Plan lump sum assumptions means, with respect to a subpart D plan, the following:

(1) If the plan specifies actuarial assumptions and methods to be used to calculate a lump sum distribution, such actuarial assumptions and methods, or

(2) Otherwise, the actuarial assumptions specified under section 205(g)(3) of ERISA and section 417(e)(3) of the Code, determined as of the benefit determination date, including use of the missing participants interest rate to calculate the present value as of the benefit determination date of a payment or payments missed in the past.

QDRO means a qualified domestic relations order as defined in section 206(d)(3) of ERISA and section 414(p) of the Code.

Qualified survivor of a participant or beneficiary under a subpart D plan means, for any benefit with respect to the participant or beneficiary,—

(1) A person who survives the participant or beneficiary and is entitled under applicable provisions of a QDRO to receive the benefit;

(2) A person that is identified by the plan in a submission to PBGC by the plan as being entitled under applicable plan provisions (including elections, designations, and waivers consistent with such provisions) to receive the benefit; or

(3) If no such person is so entitled, a survivor of the participant or beneficiary who is the participant's or beneficiary's living—

(i) Spouse, or if none,

(ii) Child, or if none,

(iii) Parent, or if none,

(iv) Sibling.

Subpart D plan or plan means a plan to which this subpart D applies, as described in § 4050.401.

Duties of plan sponsor.

(a) Providing for benefits. For each distributee who is missing upon close-out of a subpart D plan, the plan sponsor must provide for the distributee's plan benefits either—

(1) By purchase of an annuity contract from an insurer; or

(2) By—

(i) Determining the distributee's benefit transfer amount under paragraph (e) of this section, and

(ii) Transferring to PBGC as described in this subpart D an amount equal to the distributee's benefit transfer amount.

(b) Diligent search. For each distributee whose location the plan sponsor does not know with reasonable certainty upon close-out of a subpart D plan, the plan sponsor must have conducted a diligent search as described in § 4050.404.

(c) Filing with PBGC. For each distributee who is missing upon close-out of a subpart D plan, the plan sponsor must file with PBGC as described in § 4050.405.

(d) Benefit transfer amount. The benefit transfer amount for a missing distributee is the amount determined by the plan sponsor as of the benefit determination date using whichever one of the following three methods applies:

(1) De minimis. If the single sum actuarial equivalent of the distributee's benefits (including any payments missed in the past) determined using plan lump sum assumptions is de minimis, then the missing distributee's benefit transfer amount is equal to that single sum.

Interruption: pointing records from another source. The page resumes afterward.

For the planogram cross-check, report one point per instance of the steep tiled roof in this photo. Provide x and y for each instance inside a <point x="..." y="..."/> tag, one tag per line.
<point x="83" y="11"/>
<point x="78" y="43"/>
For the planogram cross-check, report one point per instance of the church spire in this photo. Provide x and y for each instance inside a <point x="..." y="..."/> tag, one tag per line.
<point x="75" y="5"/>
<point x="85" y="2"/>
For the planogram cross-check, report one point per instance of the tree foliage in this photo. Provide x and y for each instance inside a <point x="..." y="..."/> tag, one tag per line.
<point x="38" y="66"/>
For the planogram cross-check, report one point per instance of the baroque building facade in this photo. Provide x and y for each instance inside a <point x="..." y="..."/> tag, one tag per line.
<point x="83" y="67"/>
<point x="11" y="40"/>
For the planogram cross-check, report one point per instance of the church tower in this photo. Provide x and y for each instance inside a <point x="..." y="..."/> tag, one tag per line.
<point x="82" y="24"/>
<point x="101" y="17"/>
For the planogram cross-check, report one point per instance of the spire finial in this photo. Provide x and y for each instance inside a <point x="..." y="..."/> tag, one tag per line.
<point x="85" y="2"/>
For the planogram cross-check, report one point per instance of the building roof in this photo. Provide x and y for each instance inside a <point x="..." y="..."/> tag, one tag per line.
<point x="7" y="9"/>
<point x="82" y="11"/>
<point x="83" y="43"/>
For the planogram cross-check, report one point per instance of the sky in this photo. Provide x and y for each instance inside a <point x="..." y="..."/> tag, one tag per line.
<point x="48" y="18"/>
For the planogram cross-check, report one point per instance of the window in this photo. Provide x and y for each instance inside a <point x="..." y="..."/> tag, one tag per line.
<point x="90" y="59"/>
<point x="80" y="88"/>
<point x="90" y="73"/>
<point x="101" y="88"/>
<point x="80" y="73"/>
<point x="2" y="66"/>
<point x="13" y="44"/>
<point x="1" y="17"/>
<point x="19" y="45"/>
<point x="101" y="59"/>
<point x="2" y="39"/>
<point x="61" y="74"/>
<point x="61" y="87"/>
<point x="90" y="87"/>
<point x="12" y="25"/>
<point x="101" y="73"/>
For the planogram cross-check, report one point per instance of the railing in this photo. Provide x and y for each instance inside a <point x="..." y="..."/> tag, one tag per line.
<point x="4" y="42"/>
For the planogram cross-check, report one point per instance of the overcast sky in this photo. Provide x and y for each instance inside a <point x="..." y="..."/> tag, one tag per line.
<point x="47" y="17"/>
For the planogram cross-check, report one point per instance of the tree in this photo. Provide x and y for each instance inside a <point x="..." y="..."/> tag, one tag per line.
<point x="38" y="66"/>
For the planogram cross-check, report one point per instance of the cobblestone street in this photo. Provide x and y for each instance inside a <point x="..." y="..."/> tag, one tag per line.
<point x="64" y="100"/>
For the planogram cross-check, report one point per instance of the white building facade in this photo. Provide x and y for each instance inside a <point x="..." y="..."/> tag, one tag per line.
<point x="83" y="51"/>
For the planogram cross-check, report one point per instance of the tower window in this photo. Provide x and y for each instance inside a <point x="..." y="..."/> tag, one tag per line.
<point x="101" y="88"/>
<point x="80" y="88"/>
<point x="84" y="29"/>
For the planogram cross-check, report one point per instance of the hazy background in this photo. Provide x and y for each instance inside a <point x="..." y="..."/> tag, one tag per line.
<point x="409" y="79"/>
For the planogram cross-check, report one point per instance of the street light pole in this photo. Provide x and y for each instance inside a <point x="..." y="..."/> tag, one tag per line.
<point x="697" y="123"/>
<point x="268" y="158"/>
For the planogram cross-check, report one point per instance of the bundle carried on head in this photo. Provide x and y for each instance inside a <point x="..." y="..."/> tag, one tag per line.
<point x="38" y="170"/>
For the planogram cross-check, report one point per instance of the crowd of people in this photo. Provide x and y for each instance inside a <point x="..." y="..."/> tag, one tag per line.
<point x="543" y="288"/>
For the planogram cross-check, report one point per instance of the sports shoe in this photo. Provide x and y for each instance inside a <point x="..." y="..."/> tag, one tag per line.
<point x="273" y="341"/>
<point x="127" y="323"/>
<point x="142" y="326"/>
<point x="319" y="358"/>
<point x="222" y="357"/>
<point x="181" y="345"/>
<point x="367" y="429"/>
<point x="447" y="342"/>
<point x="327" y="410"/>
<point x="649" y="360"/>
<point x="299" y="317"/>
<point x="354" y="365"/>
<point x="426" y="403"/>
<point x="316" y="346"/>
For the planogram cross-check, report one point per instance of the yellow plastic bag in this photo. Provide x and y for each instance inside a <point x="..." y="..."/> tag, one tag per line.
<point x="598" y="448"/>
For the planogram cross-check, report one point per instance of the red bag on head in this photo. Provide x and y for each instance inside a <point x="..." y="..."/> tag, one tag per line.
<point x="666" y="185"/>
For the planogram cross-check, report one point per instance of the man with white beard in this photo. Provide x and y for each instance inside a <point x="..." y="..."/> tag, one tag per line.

(2) Non-de minimis; single sum payment cannot be elected. If the single sum actuarial equivalent of the distributee's benefits (including any payments missed in the past) determined using plan lump sum assumptions is not de minimis, and a single sum payment cannot be elected, then the missing distributee's benefit transfer amount is the present value of the distributee's accrued benefit determined using PBGC missing participants assumptions, plus

(i) For a missing distributee not in pay status whose normal retirement date (or accrual cessation date if later) precedes the benefit determination date, the aggregate value of payments of the straight life annuity that would have been payable beginning on the normal retirement date (or accrual cessation date if later), accumulated at the missing participants interest rate from the date each payment would have been made to the benefit determination date, assuming that the distributee survived to the benefit determination date, as determined by the plan sponsor; or

(ii) For a missing distributee in pay status, the aggregate value of payments of the pay status annuity due but not made, accumulated at the missing participants interest rate from each payment due date to the benefit determination date, assuming that the distributee survived to the benefit determination date.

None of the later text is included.